Barış Doster

Asgari ücret ve halkçı iktisat

28 Aralık 2022 Çarşamba

Enflasyon yüksek, cari açık yüksek, işsizlik yüksek, dış borç yüksek. İktisatçılar, asgari ücrete yapılan zammın, çarşıya pazara nasıl, ne ölçüde, ne kadar hızlı yansıyacağını, alım gücünü ne denli aşağı çekeceğini tartışıyorlar. Ayrıca, Suudi Arabistan’dan, Katar’dan kaynak arayışına giren iktidarın; adında IMF olmayan ama özünde IMF programlarından farkı da bulunmayan bir önlem paketini, gündeme getirmek zorunda kalacağını belirten uzmanlar da var.

İktidar, “IMF’ye olan borcu kapattık” diyerek övünse de kendi döneminde dış borcun olağanüstü arttığını biliyoruz. Yani, dış borç alınan tek kurum, tek kaynak IMF olmadığı gibi, öteki borç verenlerin de yaptıkları dayatmalarda, koştukları şartlarda, önümüze koydukları siyasi, iktisadi taleplerde, IMF’den pek farkları yok. Malum, IMF, kendisinden borç alan ülkeye, sıkı maliye politikaları dayatır. Ücretlerin baskılanmasını, özelleştirmelerin hızlandırılmasını, halkın kemer sıkmaya zorlanmasını ister. Bunlar da mevcut olan ekonomik sorunları, işsizliği, yoksulluğu daha da artırır elbette. Neoliberaller, küreselleşme yanlıları; devletin refahı tabana yaymak, sosyal adaleti sağlamak gibi görevlerinin, halktan yana sorumluluklarının olmadığını düşündüklerinden, ekonomide devletin varlığına karşı çıktıklarından, IMF reçetelerine, Dünya Bankası kaynaklı programlara, projelere karşı çıkmazlar. Tersine, Atlantik sisteminin ürünü olan, ABD’nin sözünün geçtiği bu kurumları, vazgeçilmez bulurlar.

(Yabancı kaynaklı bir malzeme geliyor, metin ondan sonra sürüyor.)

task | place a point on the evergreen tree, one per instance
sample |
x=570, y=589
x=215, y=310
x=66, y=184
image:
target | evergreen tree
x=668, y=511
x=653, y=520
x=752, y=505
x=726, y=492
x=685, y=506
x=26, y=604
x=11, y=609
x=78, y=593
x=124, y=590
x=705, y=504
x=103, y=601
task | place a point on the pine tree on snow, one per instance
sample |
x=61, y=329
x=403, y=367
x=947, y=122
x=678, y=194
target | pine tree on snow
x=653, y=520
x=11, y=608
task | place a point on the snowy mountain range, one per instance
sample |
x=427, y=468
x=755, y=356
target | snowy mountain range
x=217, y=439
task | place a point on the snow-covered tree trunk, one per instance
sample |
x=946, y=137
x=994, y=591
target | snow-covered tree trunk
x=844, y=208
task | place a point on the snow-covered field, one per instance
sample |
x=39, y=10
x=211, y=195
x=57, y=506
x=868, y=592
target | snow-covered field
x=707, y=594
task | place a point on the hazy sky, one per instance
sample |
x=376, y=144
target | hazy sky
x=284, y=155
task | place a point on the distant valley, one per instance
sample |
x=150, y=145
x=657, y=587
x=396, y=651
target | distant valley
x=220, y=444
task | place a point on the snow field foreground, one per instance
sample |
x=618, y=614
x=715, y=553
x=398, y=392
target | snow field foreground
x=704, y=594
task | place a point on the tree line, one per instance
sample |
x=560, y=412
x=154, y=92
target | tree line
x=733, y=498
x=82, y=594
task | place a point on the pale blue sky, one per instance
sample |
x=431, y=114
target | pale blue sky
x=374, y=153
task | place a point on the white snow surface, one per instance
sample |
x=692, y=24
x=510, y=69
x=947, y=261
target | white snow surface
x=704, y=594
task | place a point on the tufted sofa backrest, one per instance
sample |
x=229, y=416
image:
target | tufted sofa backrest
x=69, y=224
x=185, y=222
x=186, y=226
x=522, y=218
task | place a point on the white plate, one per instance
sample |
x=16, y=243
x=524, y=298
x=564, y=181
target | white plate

Tüm bunlara karşı durmak için, gerçekten ulusal, gerçekten toplumcu, gerçekten üretim odaklı bir ekonomik model zorunludur. Öğrencilerin yeterli beslenemedikleri, açlık çektikleri bir ülkede; gençlerin okula gitmek için gerekli toplu ulaşım bedelini karşılayamadıklarından derslere devam edemedikleri bir ülkede; insanların çaresizlikten böbreklerini satışa çıkardıkları bir ülkede; yabancı ilaç firmalarının “İlaç denemelerinde, Türk kobaylarını tercih ediyoruz” dedikleri bir ülkede geleceğe umutla bakmak zordur.  

KÜRESELLEŞME NE GETİRDİ?

Küreselleşmenin nimetlerini öve öve bitiremeyenler, bilişim ve iletişim teknolojilerinin dünyayı küçük bir köye çevirdiğini ballandıra ballandıra anlatanlar, aynı küreselleşmeyle birlikte dinsel, etnik, mezhepsel, feodal boğazlaşmaların da arttığını saklamaktadırlar. Küreselleşmeyle birlikte sadece ülkeler arasında değil, ülkelerin kendi içinde de zengin-fakir uçurumunun derinleştiğini gizlemektedirler.

Unutmayalım, siyasal iktisattan kopmanın, üniversitelerin siyasal bilgiler, iktisat, idari bilimler fakültelerinin ders programlarından kalkınma iktisadı dersini kovmanın bedeli ağırdır. Cumhuriyetçiler, devrimciler, yurtseverler, solcular, ulusalcılar için iki kere ağırdır. Çünkü sosyal devletten geriye kalan, kırıntı düzeyindedir ve bu bile çokuluslu sermayenin hedefindedir. Unutulan, gözden çıkarılan, kaderine terk edilen, birer vatandaşlık numarasından ibaret sayılan kimsesizler, Cumhuriyetin koruyuculuğuna değil, cemaat ve tarikatlara, şeyh, şıh ve ağalara, yardım kuruluşlarının insafına terk edilmiştir.

Kısacası halkçılıktan, kamuculuktan, toplumculuktan, planlamadan vazgeçmek, ulusal birliği, toplumsal adaleti ve insan onurunu örselemiştir.